According to the Situation Room, the nominees have questionable credentials regarding their ability to be non-partisan.

A statement released Wednesday in Abuja by the Convener of the group, Ene Obi, accused President Muhammadu Buhari of deliberately nominating people who are clearly partisan into INEC amounts to undermine efforts to improve credibility of the electoral body.

Statement reads: “Prof. Bashir is openly affiliated with and contested in the Governorship primaries of a political party in Sokoto State in the 2015 General Elections.

“The Situation Room also raised concerns about the nominations of Dr. Ugochi Pauline Onyeka from Imo State and Dr. Queen Elizabeth Agu from Ebonyi State. Dr. Onyeka was a former staff of INEC who was allegedly redeployed on account of her open association with political parties while Dr. Agu is reported to be a member of a political party and held a political appointment as an Acting Chief of Staff to Governor David Umahi up until June 2021.

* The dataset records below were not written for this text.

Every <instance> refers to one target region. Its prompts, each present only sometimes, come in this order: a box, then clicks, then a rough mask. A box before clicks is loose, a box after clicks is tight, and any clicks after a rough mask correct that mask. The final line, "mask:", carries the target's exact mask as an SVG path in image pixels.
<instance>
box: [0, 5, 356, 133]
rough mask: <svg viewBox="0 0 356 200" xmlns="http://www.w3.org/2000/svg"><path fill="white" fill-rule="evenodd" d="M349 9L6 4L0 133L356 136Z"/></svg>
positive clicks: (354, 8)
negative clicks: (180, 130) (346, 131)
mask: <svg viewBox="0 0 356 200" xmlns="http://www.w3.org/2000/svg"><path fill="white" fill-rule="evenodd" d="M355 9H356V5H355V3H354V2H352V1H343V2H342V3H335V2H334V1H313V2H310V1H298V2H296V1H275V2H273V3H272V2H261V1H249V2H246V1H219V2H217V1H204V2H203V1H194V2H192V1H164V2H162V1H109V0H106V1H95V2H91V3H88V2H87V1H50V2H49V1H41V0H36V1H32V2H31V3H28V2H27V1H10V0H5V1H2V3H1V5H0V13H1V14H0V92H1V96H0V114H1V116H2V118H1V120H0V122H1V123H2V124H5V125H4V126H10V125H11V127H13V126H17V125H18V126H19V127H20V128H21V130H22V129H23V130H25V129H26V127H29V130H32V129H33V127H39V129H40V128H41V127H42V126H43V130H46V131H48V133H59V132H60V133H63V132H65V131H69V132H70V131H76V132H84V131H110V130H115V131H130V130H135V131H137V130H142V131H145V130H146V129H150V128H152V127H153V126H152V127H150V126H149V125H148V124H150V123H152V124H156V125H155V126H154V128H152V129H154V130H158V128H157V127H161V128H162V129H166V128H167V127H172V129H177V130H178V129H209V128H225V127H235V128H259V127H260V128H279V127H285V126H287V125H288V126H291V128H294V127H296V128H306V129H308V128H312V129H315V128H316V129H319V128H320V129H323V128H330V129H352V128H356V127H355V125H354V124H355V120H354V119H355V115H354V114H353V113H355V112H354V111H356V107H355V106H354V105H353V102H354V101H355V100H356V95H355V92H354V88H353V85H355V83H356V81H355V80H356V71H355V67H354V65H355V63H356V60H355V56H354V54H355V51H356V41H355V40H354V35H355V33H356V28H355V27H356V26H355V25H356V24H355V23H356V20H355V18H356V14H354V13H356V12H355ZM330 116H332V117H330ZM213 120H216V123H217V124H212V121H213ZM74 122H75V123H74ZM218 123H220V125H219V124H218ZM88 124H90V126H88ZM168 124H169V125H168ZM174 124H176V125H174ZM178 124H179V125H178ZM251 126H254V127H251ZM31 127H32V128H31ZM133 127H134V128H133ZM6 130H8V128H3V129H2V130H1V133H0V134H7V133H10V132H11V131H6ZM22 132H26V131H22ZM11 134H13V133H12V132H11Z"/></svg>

“Section 156(1) of the Nigerian 1999 Constitution, as amended, makes it mandatory that an appointee at INEC shall not be a member of a Political Party. Item F, paragraph 14 of the third schedule to the 1999 Constitution of Nigeria forbids a partisan person as a member of INEC – a body charged under the Constitution to independently conduct free and fair elections.

“President Muhammadu Buhari’s nomination of people who are clearly partisan into INEC amounts to a major attempt at undermining efforts to improve credibility of the electoral body, and contradicts the President’s public claim that he will bequeath a better electoral process to Nigeria. We wish to remind President Buhari that he was a beneficiary of a fair and credible electoral process in 2015.

“Appointing a person who is a member of a political party into INEC will affect the independence of the electoral body and citizens’ confidence in the electoral process.

“Consequently, Situation Room has called on the Senate Committee on INEC to whom the nomination was referred to by the Senate Plenary to recommend rejection of the three nominees on grounds of partisanship and likelihood of bias in carrying out the duties of a REC.

“Situation Room is calling on the Senate to rise up, once again, to insist on a non-partisan and independent membership for INEC particularly at this critical time.”